As an international and zoonotic cause of hepatitis, hepatitis E virus (HEV) poses a significant risk to public health. However, the frequency of occurrence and the degree of contamination of food of animal origin require further research. The aim of this study was to develop and validate a highly sensitive quantitative RT-qPCR assay for the detection and quantification of HEV contamination in porcine liver and food. The focus was on genotype 3, which is most common as a food contaminant in developed countries and Europe. The selected assay has its target sequence in the open reading frame 1 (ORF1) of the HEV genome and showed good results in inclusivity testing, especially for HEV genotype 3. The developed assay seems to show high efficiency and a low intercept when compared to other assays, while having a comparable limit of detection (LOD).

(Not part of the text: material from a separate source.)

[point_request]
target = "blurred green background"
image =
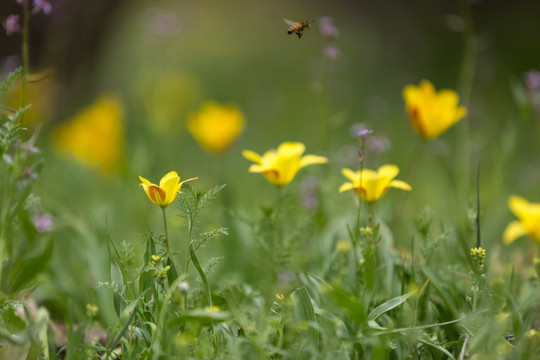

In addition, a standard curve was generated using artificially spiked liver to provide more accurate quantitative results for contamination assessment and tracking in this matrix. Application of the assay to test 67 pig livers from different origins resulted in a positivity rate of 7.5%, which is consistent with the results of numerous other prevalence studies. Quantitative detection of the viral genome in the food chain, particularly in pig livers, is essential for understanding the presence and evolution of HEV contamination and thus ensures consumer safety.